Ahora se habla de la continuación de ese aburrimiento vital en el trabajo como síndrome del boreout, cuando las tareas que uno realiza en él son poco significativas y carecen del mínimo interés para el propio trabajador. Por tener, el asunto tiene incluso una página web sobre el tema, dedicada a los dos autores que más han hablado hasta ahora del mismo y que no son, curiosamente, ni psicólogos ni psiquiatras, sino restos de otros pecios que han venido a recalar en esta temática entre la psi y la dirección de empresas porque han descubierto el ostracismo al que la psicología había enviado al antiguo tema de la motivación y han encontrado en él un lecho virgen para obtener dividendos. He aquí que ahora los trabajadores están desmotivados y la preocupación de los jefes es la de volver a motivarlos, que es como querer echarle sal a la sal para que tenga sabor.

La motivación es asunto curioso que regresa ahora a nosotros como vuelve el boomerang después de haber cruzado algunos cielos desconocidos y aventureros. Feliz regreso, sin duda, que nos llena de alegría, pero que nos provoca alguna suspicacia, no vaya a ser que también nosotros pensemos que todo trabajo ha de ser pura diversión y que sea eso lo que acabemos entendiendo por estar motivados. Ojalá lo fuera, aunque no hay ninguna ley que obligue a que ocurra esta ocurrencia nuestra. De hecho, no parece que la diversión sea el mayor de los motivadores internos del sujeto, ni mucho menos. Yo no aspiro a divertirme trabajando, aunque a menudo me divierta mi trabajo. Aspiro a tener retos ante mí, que estén a la altura de mis capacidades, para lanzarme a ellos de cabeza y sin dudarlo. No soy amigo de las repeticiones que traen consigo el fardo de la desdicha pegado a las espaldas. Ni quiero tampoco facilidades en mi labor, que me conviertan en resorte y mero automatismo. No sería capaz de pasar mi tiempo viendo la vida deslizarse como desde el cristal de una pecera los peces nos miran, absortos y meditabundos, sintiendo cómo se agostan mis ideas y cómo me vuelvo un rumiante desganado, que contempla el horizonte vital como las vacas el fondo del paisaje, sin curiosidad ni anhelo. No quiero facilidades, sino retos. Que me pongan el mundo a la altura de mis circunstancias y no me lo envuelvan en rebajas ni me lo vendan como saldo o baratillo. Que me espoleen para subir y no me lo pongan al alcance de mi sillón o del mando de mi televisor.

Estamos en riesgo, dicen, rodeados por todas partes por el aburrimiento, islotes tristes en el océano de la existencia, convertido ahora en patología laboral.
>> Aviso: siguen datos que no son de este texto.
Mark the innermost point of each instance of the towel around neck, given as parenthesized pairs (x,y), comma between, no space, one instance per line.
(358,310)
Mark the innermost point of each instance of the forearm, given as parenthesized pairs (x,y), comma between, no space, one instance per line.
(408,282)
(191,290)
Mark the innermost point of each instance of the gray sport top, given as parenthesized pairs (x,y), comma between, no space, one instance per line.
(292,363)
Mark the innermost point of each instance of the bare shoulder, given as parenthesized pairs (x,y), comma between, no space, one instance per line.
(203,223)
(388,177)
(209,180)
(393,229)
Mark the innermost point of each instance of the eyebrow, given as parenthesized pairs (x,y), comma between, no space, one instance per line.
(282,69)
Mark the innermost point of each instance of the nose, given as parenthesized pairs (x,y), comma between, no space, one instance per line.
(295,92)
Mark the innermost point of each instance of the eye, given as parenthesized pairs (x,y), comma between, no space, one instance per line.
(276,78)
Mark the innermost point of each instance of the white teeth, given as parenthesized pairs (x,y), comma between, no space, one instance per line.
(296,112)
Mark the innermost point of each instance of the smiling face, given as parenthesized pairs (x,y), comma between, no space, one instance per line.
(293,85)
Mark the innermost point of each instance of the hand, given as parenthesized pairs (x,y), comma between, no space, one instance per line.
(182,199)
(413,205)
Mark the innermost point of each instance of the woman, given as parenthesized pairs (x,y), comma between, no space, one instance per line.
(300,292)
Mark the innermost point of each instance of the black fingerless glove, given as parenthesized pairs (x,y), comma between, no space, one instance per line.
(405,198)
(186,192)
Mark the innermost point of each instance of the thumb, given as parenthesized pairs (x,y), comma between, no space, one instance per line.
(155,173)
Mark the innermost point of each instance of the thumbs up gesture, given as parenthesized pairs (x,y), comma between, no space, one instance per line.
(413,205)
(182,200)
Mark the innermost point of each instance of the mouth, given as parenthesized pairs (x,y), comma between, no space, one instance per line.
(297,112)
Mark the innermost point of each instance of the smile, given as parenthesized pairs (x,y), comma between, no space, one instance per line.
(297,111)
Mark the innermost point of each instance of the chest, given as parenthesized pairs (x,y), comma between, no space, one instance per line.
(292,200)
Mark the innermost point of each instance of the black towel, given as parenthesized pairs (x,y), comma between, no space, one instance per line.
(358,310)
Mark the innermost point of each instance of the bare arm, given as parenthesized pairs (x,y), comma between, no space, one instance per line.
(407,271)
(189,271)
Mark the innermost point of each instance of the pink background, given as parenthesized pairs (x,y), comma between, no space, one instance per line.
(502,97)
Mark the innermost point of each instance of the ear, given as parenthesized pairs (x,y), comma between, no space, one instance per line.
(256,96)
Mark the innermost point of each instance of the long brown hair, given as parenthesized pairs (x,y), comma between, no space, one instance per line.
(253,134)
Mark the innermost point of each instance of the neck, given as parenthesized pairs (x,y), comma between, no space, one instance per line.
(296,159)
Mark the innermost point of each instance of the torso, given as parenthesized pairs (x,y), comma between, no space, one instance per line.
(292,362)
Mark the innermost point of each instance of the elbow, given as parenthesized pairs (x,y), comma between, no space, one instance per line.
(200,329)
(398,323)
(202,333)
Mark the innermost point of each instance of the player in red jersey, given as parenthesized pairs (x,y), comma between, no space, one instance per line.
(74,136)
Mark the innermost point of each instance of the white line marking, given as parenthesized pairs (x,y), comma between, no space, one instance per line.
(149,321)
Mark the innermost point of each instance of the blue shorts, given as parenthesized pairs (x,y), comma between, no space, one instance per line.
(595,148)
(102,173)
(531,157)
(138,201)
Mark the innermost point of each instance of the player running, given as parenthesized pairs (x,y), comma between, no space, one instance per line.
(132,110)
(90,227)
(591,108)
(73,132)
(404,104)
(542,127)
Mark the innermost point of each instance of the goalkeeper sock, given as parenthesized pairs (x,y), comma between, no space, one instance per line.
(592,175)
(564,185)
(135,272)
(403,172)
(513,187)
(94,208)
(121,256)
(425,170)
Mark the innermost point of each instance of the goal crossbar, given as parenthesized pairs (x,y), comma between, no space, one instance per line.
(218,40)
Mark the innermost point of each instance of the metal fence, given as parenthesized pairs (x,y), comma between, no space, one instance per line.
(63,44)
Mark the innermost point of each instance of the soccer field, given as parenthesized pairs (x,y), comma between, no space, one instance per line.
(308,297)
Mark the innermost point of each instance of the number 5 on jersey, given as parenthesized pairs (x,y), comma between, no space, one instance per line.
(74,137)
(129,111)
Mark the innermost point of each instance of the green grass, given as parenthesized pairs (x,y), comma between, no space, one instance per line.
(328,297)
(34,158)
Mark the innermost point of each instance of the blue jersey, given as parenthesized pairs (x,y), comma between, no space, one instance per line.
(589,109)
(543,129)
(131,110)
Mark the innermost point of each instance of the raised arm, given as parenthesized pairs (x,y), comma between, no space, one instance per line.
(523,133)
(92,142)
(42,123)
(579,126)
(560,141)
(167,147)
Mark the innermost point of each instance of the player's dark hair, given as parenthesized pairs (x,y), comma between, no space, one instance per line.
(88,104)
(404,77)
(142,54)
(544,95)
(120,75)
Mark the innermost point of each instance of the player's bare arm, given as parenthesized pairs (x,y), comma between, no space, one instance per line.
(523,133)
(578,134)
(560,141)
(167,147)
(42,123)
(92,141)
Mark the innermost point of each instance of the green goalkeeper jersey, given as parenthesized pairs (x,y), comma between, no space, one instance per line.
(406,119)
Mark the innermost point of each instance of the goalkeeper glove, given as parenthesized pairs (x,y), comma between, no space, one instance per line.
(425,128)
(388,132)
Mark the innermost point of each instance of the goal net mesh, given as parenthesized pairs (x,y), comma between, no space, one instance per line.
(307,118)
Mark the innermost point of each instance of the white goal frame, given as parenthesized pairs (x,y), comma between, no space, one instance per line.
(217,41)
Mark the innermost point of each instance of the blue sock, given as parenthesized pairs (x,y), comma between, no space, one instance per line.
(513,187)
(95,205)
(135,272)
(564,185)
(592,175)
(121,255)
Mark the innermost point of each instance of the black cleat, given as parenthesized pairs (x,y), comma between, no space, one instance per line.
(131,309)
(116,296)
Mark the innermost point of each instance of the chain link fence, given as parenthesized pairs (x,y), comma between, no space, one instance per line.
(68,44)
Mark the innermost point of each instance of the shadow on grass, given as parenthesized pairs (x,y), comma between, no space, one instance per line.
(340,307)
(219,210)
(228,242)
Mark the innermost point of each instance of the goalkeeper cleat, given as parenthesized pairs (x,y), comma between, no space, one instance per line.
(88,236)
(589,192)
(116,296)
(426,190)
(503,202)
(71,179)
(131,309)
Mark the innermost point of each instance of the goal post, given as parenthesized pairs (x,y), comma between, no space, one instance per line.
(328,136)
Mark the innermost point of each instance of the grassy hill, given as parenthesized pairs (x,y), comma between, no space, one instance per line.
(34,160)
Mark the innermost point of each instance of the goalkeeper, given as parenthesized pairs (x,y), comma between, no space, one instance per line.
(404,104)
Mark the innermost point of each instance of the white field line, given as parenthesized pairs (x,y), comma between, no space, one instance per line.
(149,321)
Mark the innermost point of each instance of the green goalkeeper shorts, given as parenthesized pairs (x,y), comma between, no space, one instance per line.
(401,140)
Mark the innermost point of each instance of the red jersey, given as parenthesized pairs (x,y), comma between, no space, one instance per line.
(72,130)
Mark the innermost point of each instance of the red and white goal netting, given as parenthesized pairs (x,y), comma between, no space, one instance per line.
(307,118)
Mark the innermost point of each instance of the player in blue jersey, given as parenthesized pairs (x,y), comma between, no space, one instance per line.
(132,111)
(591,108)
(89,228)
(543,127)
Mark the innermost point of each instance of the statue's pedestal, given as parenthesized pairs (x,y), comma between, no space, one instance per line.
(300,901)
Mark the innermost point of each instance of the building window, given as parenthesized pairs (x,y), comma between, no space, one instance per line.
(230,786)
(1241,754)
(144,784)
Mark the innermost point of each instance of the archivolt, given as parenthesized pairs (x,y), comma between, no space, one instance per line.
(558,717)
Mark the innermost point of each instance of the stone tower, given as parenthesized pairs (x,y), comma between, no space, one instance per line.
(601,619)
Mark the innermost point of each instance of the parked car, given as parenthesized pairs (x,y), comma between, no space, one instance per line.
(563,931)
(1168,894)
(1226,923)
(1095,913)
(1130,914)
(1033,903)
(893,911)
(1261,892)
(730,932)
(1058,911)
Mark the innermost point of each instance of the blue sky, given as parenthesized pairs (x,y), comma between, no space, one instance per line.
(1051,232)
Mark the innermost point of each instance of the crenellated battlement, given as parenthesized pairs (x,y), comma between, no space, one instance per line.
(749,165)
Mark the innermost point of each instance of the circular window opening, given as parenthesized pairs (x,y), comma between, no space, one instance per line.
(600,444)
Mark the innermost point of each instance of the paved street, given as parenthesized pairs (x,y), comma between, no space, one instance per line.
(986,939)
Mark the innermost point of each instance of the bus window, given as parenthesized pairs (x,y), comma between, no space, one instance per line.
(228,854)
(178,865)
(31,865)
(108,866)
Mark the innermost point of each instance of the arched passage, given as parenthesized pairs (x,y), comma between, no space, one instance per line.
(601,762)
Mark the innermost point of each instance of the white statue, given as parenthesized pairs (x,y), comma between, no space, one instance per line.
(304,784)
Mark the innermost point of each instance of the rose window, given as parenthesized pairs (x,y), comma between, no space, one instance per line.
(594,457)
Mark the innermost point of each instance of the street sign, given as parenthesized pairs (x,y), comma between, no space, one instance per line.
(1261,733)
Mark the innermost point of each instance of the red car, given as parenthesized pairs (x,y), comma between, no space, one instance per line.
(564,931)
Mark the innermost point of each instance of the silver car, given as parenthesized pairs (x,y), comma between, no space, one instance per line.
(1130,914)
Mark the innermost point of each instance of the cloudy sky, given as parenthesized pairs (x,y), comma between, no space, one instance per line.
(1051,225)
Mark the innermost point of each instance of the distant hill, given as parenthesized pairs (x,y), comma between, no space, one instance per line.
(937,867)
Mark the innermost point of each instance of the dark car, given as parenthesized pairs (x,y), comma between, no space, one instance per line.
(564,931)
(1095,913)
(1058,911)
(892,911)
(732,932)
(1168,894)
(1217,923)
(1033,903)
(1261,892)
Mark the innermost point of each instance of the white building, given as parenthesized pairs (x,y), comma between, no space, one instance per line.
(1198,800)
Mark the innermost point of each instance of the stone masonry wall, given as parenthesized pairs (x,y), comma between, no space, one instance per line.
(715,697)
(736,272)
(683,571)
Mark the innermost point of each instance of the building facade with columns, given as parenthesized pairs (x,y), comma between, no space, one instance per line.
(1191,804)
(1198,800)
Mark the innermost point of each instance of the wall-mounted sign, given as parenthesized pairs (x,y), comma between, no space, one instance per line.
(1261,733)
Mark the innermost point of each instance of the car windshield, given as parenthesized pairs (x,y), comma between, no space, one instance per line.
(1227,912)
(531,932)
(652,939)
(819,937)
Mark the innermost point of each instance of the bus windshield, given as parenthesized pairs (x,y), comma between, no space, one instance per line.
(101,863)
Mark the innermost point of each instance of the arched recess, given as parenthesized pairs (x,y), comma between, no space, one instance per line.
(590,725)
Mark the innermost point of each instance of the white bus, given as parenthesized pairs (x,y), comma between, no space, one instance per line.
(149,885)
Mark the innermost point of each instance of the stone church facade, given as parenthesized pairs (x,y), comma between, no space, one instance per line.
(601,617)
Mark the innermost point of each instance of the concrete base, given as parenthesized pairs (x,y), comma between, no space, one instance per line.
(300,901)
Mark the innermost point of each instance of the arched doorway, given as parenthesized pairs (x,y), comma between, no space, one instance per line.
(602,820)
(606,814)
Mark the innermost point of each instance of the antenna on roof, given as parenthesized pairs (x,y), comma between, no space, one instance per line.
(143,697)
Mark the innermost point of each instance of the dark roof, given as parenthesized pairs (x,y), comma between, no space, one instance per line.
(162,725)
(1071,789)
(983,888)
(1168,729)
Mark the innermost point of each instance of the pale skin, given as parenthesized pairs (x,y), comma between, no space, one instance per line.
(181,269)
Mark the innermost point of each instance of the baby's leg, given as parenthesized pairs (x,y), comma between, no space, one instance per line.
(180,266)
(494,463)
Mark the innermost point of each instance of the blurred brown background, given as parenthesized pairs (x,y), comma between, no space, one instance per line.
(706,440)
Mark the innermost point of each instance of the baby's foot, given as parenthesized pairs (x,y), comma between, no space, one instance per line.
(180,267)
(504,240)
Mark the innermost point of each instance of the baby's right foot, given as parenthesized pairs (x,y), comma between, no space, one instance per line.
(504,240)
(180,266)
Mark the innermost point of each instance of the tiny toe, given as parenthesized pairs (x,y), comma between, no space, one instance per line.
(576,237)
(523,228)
Los trabajadores practican tareas repetitivas, que desganan al más pintado, mientras en la escuela la mayoría de los niños se empachan con gusto y gran deleite en copiar lo mismo que está escrito en el libro, con reiterada monotonía, que les hace felices y les distrae de la ingrata tarea de imaginar y pensar. Hay, pues, un entrenamiento de larga duración en las facilidades y repeticiones. Hemos querido la comodidad y ahora sabemos que nos desgana, porque evolutivamente necesitamos cimas que escalar y selvas para explorar. Sin metas ni objetivos, el viaje no va a ninguna parte. Por haber, hasta nos hemos inventado una industria del entretenimiento, quién nos lo iba a decir.

Quejarse es creer que el mundo nos debe algo por el mero hecho de existir. Quien se queja espera que Mamá le solucione los problemas o, como la mía, le rete a que se compre un burro. Ustedes, no se me pongan sensibles, eligen. Siempre.